As a boy, I grew up in Sudbury, Ontario, a place that is not renowned for it’s Yiddishkeit. Yet, I did grow up very aware of my Jewishness and how I was different from the other kids. After all, I was the only Jew in my entire school. I recall participating in more than one Christmas pageant, and even singing the solo in “Away in the Manger.” My children lead a very different life…they only have Jewish friends, live in a completely Jewish neighbourhood, attend Associated Hebrew School, and go to Jewish summer camp. So what is the right balance for any child? At what point does sheltering them in one sociological environment leave them at a disadvantage in our mosaic society?
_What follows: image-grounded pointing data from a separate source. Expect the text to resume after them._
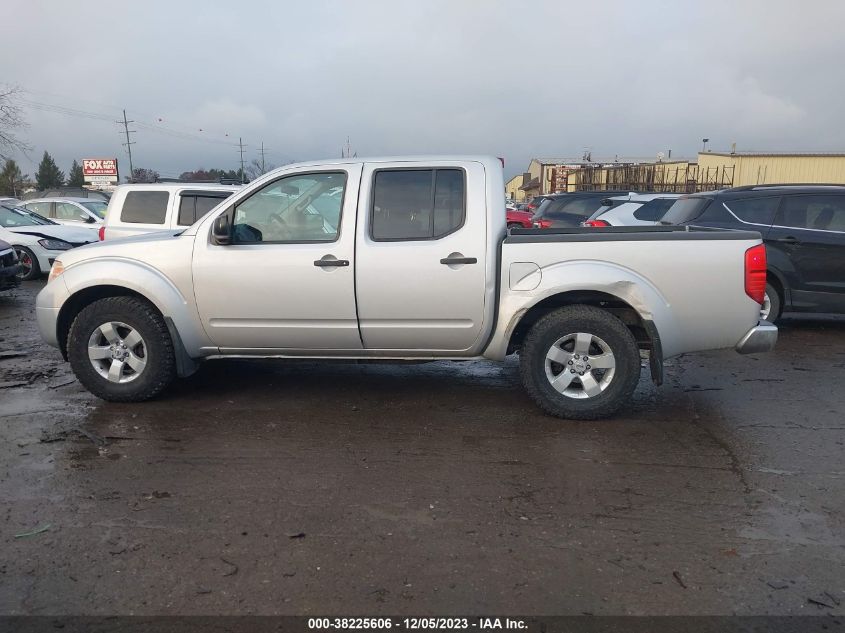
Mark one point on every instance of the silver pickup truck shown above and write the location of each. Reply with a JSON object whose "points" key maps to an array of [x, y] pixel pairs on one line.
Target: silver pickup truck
{"points": [[403, 259]]}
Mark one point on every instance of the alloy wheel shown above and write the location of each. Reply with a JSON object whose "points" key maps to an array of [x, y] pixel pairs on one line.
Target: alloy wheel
{"points": [[580, 365], [117, 352]]}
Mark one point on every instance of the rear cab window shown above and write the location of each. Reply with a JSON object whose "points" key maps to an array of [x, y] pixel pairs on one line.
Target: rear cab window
{"points": [[194, 205], [653, 210], [145, 207], [685, 210], [754, 210], [417, 204], [814, 212]]}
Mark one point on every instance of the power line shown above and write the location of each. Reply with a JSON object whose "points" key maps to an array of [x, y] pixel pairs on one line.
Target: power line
{"points": [[128, 143], [241, 144]]}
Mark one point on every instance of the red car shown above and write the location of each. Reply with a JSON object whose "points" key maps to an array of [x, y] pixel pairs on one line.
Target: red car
{"points": [[518, 219]]}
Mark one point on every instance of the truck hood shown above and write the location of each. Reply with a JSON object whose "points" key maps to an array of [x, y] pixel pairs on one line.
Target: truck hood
{"points": [[72, 234], [140, 247]]}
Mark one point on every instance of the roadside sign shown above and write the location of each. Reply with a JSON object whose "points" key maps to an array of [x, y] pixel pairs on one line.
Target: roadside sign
{"points": [[102, 171]]}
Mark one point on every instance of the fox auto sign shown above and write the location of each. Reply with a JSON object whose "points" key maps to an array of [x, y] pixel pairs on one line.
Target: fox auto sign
{"points": [[99, 170]]}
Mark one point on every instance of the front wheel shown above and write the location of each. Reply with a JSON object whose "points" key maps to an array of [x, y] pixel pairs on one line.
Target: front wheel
{"points": [[120, 350], [29, 268], [580, 362]]}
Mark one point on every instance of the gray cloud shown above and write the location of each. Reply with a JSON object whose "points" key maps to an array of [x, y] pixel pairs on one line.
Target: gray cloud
{"points": [[515, 79]]}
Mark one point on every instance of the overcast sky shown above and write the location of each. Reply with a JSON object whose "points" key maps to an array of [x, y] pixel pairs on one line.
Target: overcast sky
{"points": [[514, 79]]}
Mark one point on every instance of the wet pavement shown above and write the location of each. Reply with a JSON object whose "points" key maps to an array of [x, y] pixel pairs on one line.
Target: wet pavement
{"points": [[301, 488]]}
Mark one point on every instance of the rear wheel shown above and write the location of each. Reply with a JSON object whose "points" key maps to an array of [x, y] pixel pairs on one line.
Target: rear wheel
{"points": [[772, 304], [120, 350], [580, 362], [28, 263]]}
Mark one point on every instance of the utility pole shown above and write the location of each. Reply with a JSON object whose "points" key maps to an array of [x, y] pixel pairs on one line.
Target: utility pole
{"points": [[241, 145], [128, 144]]}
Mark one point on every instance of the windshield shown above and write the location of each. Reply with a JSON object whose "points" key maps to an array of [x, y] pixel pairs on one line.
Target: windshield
{"points": [[12, 217], [97, 207]]}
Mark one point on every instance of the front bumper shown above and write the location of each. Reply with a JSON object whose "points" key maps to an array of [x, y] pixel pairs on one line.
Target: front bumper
{"points": [[761, 338]]}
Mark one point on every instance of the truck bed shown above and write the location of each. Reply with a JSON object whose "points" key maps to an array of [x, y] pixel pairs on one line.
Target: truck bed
{"points": [[626, 233]]}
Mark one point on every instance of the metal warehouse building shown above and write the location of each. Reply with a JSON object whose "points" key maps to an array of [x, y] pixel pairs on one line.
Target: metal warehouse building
{"points": [[759, 168]]}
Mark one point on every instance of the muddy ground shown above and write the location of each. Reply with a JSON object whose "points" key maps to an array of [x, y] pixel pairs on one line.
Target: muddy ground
{"points": [[424, 489]]}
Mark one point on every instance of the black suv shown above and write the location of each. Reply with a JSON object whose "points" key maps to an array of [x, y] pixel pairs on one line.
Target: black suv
{"points": [[561, 210], [803, 227]]}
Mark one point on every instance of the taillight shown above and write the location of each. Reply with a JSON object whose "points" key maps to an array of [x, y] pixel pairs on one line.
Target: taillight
{"points": [[755, 272]]}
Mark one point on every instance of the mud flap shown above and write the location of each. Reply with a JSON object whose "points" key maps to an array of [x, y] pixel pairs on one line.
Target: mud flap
{"points": [[185, 365], [655, 356]]}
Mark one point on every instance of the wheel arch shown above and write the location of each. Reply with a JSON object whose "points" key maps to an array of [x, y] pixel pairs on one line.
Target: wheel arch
{"points": [[77, 302], [120, 277]]}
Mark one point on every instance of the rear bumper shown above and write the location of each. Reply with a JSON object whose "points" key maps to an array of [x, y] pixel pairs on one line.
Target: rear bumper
{"points": [[761, 338]]}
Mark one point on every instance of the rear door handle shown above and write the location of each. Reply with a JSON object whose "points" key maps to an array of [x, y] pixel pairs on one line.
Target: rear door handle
{"points": [[331, 262]]}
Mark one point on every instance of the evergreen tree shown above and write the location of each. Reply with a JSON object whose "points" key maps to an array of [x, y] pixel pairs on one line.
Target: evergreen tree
{"points": [[11, 179], [75, 178], [49, 175]]}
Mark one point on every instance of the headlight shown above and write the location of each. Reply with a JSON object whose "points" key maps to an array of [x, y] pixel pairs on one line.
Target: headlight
{"points": [[57, 269], [55, 245]]}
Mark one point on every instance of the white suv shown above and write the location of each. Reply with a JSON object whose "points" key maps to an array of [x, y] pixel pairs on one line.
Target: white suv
{"points": [[87, 212], [137, 209]]}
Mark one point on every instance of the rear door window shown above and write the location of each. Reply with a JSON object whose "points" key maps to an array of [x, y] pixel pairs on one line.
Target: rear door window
{"points": [[417, 204], [817, 212], [653, 210], [145, 207], [41, 208], [70, 212], [755, 210]]}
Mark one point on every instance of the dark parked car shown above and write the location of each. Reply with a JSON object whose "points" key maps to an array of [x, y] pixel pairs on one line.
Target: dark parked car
{"points": [[803, 227], [9, 266], [535, 203], [564, 210]]}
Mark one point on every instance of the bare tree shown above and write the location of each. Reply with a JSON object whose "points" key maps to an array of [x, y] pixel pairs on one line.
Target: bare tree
{"points": [[141, 174], [11, 120], [256, 169]]}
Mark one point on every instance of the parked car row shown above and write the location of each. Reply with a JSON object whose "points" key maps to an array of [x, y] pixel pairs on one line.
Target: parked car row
{"points": [[803, 228], [38, 230]]}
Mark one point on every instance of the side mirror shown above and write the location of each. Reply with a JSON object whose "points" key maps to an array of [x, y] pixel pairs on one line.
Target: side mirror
{"points": [[221, 231]]}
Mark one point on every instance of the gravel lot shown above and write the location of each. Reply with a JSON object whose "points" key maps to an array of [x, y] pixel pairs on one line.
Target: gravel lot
{"points": [[299, 488]]}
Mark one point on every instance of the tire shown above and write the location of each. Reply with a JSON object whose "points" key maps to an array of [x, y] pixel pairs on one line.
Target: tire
{"points": [[566, 330], [772, 311], [146, 367], [32, 270]]}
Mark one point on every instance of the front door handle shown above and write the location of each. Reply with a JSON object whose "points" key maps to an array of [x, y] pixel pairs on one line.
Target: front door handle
{"points": [[452, 259], [329, 260]]}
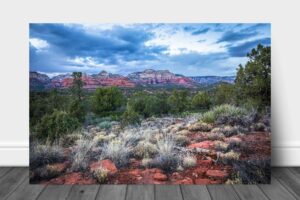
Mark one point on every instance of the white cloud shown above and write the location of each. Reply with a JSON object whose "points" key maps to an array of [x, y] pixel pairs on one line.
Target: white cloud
{"points": [[39, 44]]}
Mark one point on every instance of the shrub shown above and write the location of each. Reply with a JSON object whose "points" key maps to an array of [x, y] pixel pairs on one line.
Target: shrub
{"points": [[106, 100], [41, 155], [144, 149], [225, 114], [221, 146], [181, 140], [230, 156], [201, 101], [189, 161], [99, 139], [130, 117], [81, 155], [69, 140], [200, 126], [55, 125], [118, 151], [167, 158], [105, 125], [101, 174], [147, 162]]}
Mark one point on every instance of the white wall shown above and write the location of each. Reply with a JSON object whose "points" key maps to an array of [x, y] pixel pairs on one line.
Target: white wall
{"points": [[15, 16]]}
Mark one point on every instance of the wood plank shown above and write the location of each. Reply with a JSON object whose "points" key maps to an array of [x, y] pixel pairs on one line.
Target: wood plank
{"points": [[195, 192], [12, 180], [55, 192], [168, 192], [108, 192], [249, 192], [289, 180], [4, 170], [86, 192], [25, 191], [276, 191], [140, 192], [222, 192]]}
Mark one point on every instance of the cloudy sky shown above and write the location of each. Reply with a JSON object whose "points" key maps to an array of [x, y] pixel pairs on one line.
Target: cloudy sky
{"points": [[188, 49]]}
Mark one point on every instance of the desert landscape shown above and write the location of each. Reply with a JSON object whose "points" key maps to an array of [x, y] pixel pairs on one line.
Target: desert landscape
{"points": [[150, 126]]}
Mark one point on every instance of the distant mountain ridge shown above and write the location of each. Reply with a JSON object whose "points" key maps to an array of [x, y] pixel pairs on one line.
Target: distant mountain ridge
{"points": [[148, 77], [209, 80]]}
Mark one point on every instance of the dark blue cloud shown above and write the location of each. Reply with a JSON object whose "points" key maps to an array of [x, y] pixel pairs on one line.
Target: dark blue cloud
{"points": [[200, 31], [231, 36], [244, 48]]}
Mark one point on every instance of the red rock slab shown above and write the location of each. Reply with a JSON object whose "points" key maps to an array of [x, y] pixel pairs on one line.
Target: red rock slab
{"points": [[205, 181], [217, 174], [185, 181], [203, 145], [73, 178], [106, 164], [160, 177]]}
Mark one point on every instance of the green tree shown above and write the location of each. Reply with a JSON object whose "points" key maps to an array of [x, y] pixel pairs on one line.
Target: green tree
{"points": [[224, 94], [106, 100], [53, 126], [130, 117], [253, 81], [179, 101], [76, 107], [201, 101]]}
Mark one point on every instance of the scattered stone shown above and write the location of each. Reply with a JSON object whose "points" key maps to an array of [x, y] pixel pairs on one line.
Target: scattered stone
{"points": [[202, 145], [200, 126], [73, 178], [160, 177], [217, 174], [106, 164]]}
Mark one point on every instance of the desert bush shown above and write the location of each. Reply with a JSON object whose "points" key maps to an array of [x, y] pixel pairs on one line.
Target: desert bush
{"points": [[189, 161], [201, 100], [130, 117], [230, 157], [258, 127], [181, 140], [101, 174], [147, 162], [100, 138], [253, 171], [81, 155], [225, 114], [118, 151], [167, 158], [144, 149], [221, 146], [55, 125], [41, 155], [200, 126], [105, 125], [70, 139]]}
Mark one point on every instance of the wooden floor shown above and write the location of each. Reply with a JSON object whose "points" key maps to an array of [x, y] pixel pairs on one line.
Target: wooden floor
{"points": [[285, 186]]}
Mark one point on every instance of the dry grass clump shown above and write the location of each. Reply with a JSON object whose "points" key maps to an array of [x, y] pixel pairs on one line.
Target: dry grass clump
{"points": [[200, 126], [221, 146], [145, 149], [230, 157], [70, 139], [81, 154], [117, 150], [101, 174], [189, 161]]}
On a recent visit to the public library with Sammy, I asked him to pick any book he wanted to sign out, and I would read it to him at bedtime. On his first visit, he chose a book about Sukkot. Perfect, how could I go wrong with Sammy the Spider celebrating Sukkot along with all of the other neighbourhood insects? On my second visit, he chose a book about a jolly looking man with a white beard and red suit – Santa Claus. I signed out the book and read it to him before bed for an entire week. When we returned it, he replaced it with another book…about Santa Claus.
I wonder what my Chassidic friends at the Tel Aviv Cantorial Institute would think of my choices for my children. Is hiding them from the other cultures in our society the answer to making them feel more connected to Judaism? As an adult, I feel very comfortable mixing with people regardless of where they pray and what they choose to believe in. It probably goes back to my youth in Northern Ontario…eh! I think the answer is clear…that we must embrace the realities of the world we live in. My children now understand that some hot dogs are not the kind that they can eat and they accept it. They also know that Santa Claus is a major part of other children’s lives, not theirs. They admire the beauty of the decorated trees with presents underneath that other children have, but we don’t. This doesn’t preclude me from giving them a candy cane at the mall, admiring the beautiful Christmas lights, or embracing the secular beauties of the season.
Time will be the true judge of my wisdom and attempts to educate my children. It will require continuous effort to find the proper balance so that they can learn to navigate in our society with tolerance and understanding. It is my hope that this generation can learn to embrace our differences in values, culture and observance, so that their future will be paved with a more harmonious and healthier society.